You are viewing a plain text version of this content. The canonical link for it is here.
Posted to dev@orc.apache.org by Kavinder Dhaliwal <ka...@gmail.com> on 2016/06/23 23:59:57 UTC

Example of Reading a ORC file

Hi,

I am new to the ORC library and am looking for an example of how to read
ORC files directly through the Java API. Specifically, how to project
columns through the RecordReader. I have taken a look at the example at
https://orc.apache.org/docs/core-java.html but don't know how to actually
extract a single row from the inner loop. The Hive ORC RecordReader
interface has a .next() method which I don't see available in the
org.apache.orc interface.

I appreciate the help and apologize for my ignorance

Kavinder

Re: Example of Reading a ORC file

Posted by Prasanth J <j....@gmail.com>.
Hi

Orc has moved to use vectorized readers completely. Thats the reason you are
are not seeing .next() interface. The vector reader interface is .nextBatch(batch).
Orc no longer returns records instead it returns column batches 
(there is a open jira for cleaning up the interfaces).
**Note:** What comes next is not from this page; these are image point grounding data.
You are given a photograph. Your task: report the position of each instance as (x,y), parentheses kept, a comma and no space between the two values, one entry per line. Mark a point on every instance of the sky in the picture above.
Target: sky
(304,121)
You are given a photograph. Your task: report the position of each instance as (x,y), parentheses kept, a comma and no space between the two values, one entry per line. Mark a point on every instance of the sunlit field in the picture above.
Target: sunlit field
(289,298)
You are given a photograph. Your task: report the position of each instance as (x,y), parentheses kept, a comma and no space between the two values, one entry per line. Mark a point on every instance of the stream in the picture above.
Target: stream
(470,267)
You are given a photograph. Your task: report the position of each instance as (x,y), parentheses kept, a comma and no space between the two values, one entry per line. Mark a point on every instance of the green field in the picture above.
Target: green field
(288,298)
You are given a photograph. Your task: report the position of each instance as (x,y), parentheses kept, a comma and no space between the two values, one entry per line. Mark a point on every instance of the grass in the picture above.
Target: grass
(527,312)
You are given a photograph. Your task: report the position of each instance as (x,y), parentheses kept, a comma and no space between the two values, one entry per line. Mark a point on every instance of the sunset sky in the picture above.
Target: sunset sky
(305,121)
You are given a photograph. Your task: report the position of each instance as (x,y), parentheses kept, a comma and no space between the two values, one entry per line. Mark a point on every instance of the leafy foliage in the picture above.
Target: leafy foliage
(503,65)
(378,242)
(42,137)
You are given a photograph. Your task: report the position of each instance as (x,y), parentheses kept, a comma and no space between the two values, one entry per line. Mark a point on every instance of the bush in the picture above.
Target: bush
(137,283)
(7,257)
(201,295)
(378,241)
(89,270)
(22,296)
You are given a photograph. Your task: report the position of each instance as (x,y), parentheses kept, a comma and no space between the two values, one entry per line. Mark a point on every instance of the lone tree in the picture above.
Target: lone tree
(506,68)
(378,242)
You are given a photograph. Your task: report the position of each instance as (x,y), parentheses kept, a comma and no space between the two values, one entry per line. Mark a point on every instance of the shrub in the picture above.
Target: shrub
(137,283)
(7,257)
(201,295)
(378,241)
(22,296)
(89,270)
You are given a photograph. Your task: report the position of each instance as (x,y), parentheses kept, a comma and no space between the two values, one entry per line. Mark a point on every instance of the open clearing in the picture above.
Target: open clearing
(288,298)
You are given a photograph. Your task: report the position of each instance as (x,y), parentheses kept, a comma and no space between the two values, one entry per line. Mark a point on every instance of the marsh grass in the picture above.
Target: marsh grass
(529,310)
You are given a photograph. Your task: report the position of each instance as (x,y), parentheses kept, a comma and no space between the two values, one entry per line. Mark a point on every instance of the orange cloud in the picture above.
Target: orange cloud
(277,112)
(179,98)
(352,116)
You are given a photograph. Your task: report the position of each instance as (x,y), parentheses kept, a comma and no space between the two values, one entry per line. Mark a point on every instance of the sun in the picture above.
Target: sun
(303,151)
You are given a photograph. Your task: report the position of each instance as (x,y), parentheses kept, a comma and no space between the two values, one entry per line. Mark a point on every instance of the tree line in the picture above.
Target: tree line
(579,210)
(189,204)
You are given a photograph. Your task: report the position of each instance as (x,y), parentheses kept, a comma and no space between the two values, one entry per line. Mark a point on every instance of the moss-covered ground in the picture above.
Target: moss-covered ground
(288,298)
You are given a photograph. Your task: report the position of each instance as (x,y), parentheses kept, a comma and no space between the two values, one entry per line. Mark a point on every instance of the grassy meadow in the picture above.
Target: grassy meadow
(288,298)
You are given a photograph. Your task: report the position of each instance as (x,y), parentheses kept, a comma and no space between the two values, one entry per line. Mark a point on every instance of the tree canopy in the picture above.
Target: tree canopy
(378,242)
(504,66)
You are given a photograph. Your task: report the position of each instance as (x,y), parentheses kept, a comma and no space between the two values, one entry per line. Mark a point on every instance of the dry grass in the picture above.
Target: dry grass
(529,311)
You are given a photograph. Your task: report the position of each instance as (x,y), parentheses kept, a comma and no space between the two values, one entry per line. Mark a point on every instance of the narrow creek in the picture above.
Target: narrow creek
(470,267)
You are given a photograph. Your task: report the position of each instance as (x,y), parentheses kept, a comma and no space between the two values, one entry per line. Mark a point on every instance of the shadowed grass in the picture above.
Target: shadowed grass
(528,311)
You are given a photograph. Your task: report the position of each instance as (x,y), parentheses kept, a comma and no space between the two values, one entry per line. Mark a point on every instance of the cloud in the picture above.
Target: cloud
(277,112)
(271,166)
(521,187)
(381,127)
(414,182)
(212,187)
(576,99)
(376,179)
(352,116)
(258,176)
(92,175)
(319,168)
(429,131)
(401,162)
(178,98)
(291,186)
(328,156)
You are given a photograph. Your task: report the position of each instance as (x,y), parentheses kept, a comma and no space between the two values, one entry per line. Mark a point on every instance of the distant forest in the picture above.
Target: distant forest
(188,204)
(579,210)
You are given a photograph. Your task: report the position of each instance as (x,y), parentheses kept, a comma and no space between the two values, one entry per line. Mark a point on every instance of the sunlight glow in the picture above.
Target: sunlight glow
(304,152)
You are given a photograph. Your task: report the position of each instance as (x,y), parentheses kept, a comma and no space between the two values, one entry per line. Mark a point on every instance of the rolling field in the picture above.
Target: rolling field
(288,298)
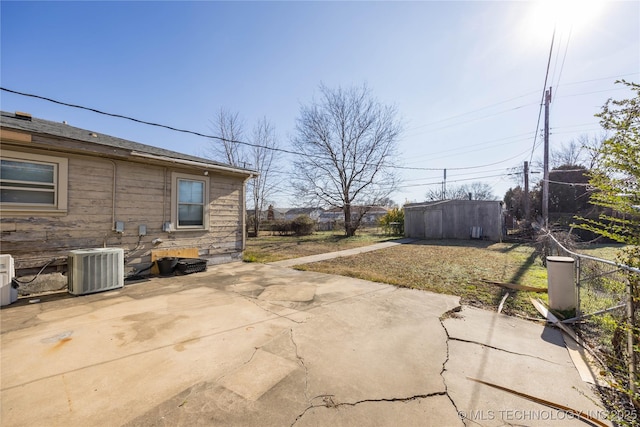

Here is a link to a simple example for reading data out of orc file.
https://github.com/apache/orc/blob/master/java/core/src/test/org/apache/orc/TestNewIntegerEncoding.java#L109

There are more examples in the junit tests
https://github.com/apache/orc/tree/master/java/core/src/test/org/apache/orc

Hope this helps.

Thanks
Prasanth

> On Jun 23, 2016, at 4:59 PM, Kavinder Dhaliwal <ka...@gmail.com> wrote:
> 
> Hi,
> 
> I am new to the ORC library and am looking for an example of how to read
> ORC files directly through the Java API. Specifically, how to project
> columns through the RecordReader. I have taken a look at the example at
> https://orc.apache.org/docs/core-java.html but don't know how to actually
> extract a single row from the inner loop. The Hive ORC RecordReader
> interface has a .next() method which I don't see available in the
> org.apache.orc interface.
> 
> I appreciate the help and apologize for my ignorance
> 
> Kavinder


Re: Example of Reading a ORC file

Posted by Kavinder Dhaliwal <ka...@gmail.com>.
Thanks a lot Owen and Prasanth. That's exactly what I was looking for.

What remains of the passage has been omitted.